Selbst Mikrokredite vergeben

Seit Muhammad Yunus 2006 den Friedensnobelpreis für seine Grameen Bank erhielt, ist das Prinzip der Mikrokredite der breiten Öffentlichkeit bekannt. Eigentlich erscheint die Sache schon auf den ersten Blick logisch. Kleinstgewerbetreibende in der sogenannten dritten Welt wird Kapital zur Verfügung gestellt um ihr Geschäft aufzubauen oder auszubauen. Da es sich oft um geringe Beträge handelt und die Unternehmer oft keine Sicherheiten bieten können, scheiden klassische Banken als Geldgeber aus. In diese Lücke treten dann unterschiedliche Organisationen die Mikrokredite vergeben.
Nun habe ich beim Surfen Kiva.org entdeckt. Diese Organisation dient als Plattform für verschiedene Hilfsorganisationen die Mikrokredite vergeben. Die Mitarbeiter dieser Organisationen übernehmen die Evaluation der Kreditnehmer vor Ort. Dann kann man Kiva.org ein Foto des Kreditnehmers sowie eine Beschreibung seines Vorhabens, der höhe des gewünschten Kredits und der Rückzahlungsmodalitäten entnehmen – und entscheiden ob man einen Teil des Kredites gewähren möchte. Los geht es bei 25 Dollar.
Sobald der Kredit zusammen ist, wird er durch die lokale Organisation ausgezahlt und dann über 12-18 Monate wieder zurückgezahlt. Man kann dies dann auch auf der Seite verfolgen und in unregelmäßigen Abständen werden Journals erstellt, die den Erfolg oder auch Misserfolg des Unternehmers dokumentieren.

Auf den ersten Blick wollte ich da sofort einsteigen. Allerdings haben ich auch kritische Töne zu Kiva.org gehört. Es geht dabei um das Problem der Zinsen. Auch Muhammad Yunus wurde nach Erhalt des Nobelpreises kritisiert, weil seine Bank zum Teil sehr hohe Zinsen verlangt. Dies ist bei Kiva nicht der Fall. Die Kredite werden zinsfrei vergeben. Im ersten Moment hört sich dies auch sehr sozial an, aber auch mit rudimentärem makroökonomischem Wissen erkennt man recht schnell, dass durch solch ein Vorgehen, der lokale Markt gestört wird.
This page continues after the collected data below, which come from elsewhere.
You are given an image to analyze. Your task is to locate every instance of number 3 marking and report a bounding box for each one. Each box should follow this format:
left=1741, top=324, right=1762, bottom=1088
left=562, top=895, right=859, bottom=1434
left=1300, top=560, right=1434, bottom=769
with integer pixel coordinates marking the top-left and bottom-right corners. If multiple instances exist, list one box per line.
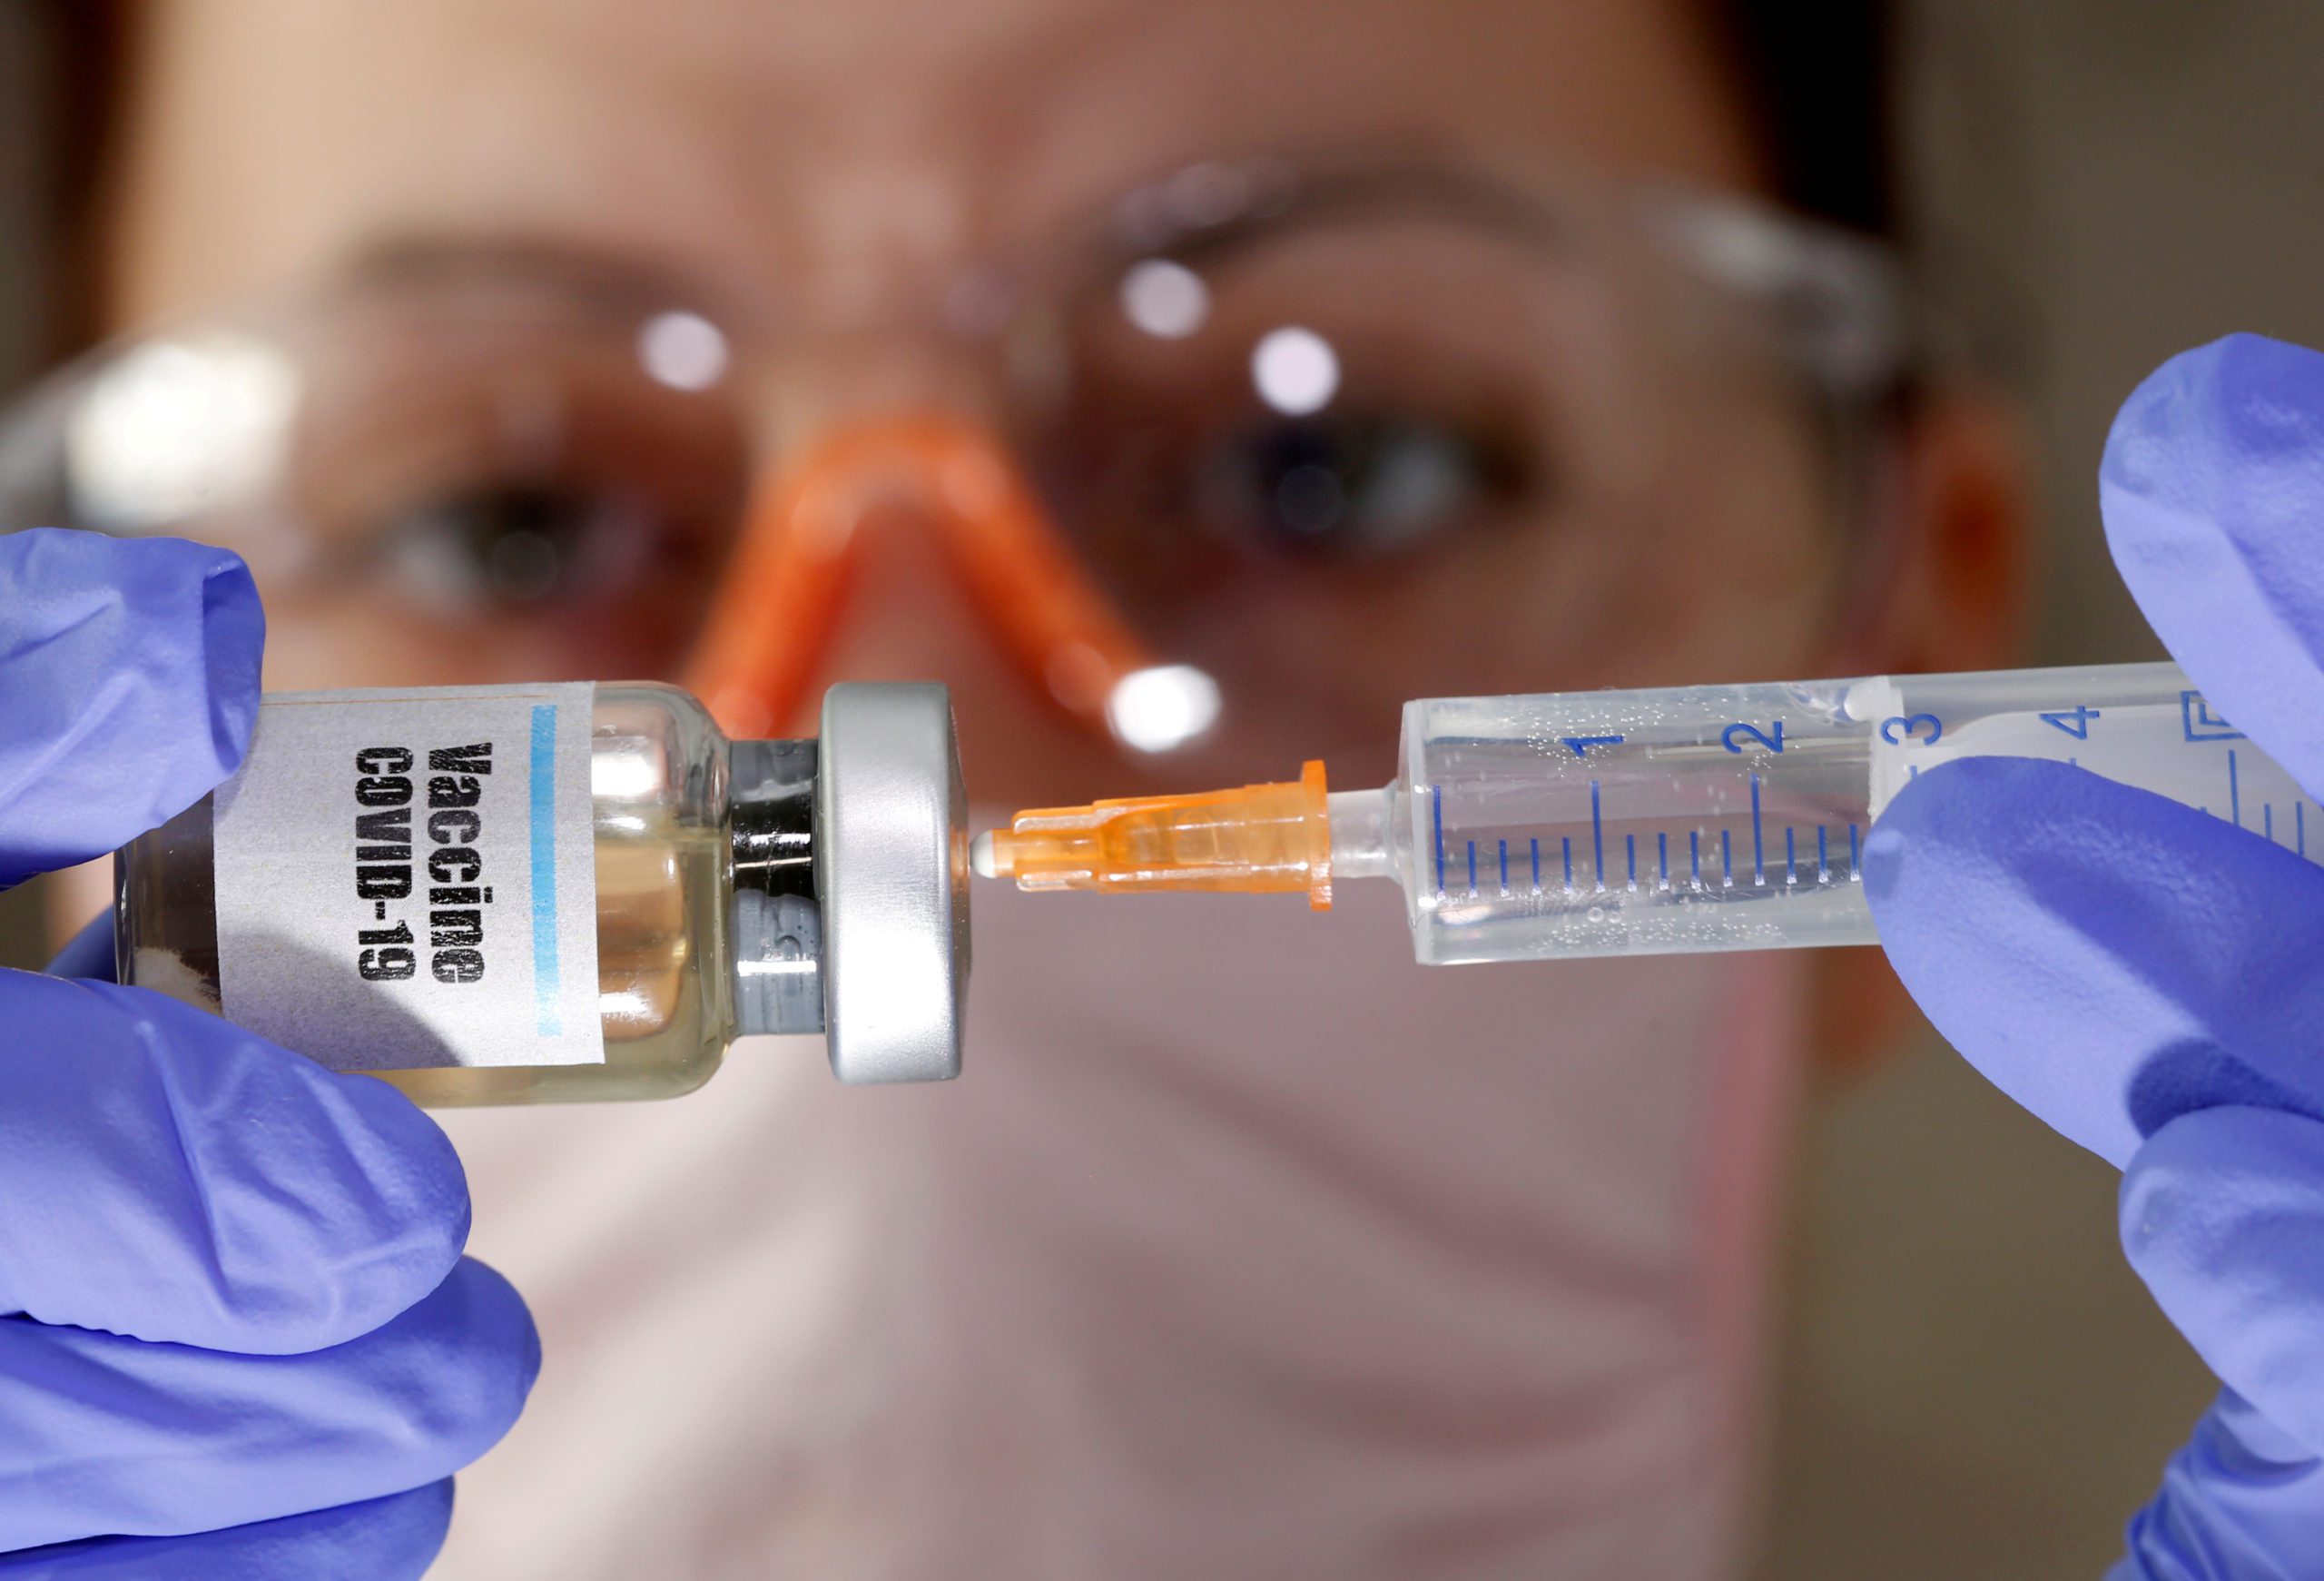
left=1879, top=713, right=1943, bottom=746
Lokale Banken können mit einer Organisation die nicht kostendeckend arbeiten muss nicht mithalten.
Letztlich sind es aber eben auch diese lokalen Banken die keine kleinen Kredite ohne Sicherheit vergeben. Trotzdem finde ich die Idee von Kiva wirklich super. Wie schauts, sollte WT&M da mal investieren?

| Von: customerofhell - 26 September 2007, 19:36, Abteilung: Research

  1. Die Idee ist doch super. Aber auch für “soziale” Finanzierungshilfe sollte es eine adäquate Verzinsung geben, und wenn es nur 2 oder 3 Prozent sind, also weit weniger als man am Kapitalmarkt erzielen könnte.


    Nils    27 September 2007, 02:29    #
  2. Dass humanitäre Aktionen dem “Markt” schaden, dass hat Schneider uns ja intensiv genug erklärt. Trotzdem hab’ ich da oft Zweifel. Kommt der “Mensch” nicht vor dem “Markt”? Vor allem, solange es soviele Menschen auf der einen und nicht auf der anderen begünstigten Seite gibt. “Markt”-Argumente kann man immer am besten dann anbringen, wenn der Bauch mit Barolo und Schinken voll ist.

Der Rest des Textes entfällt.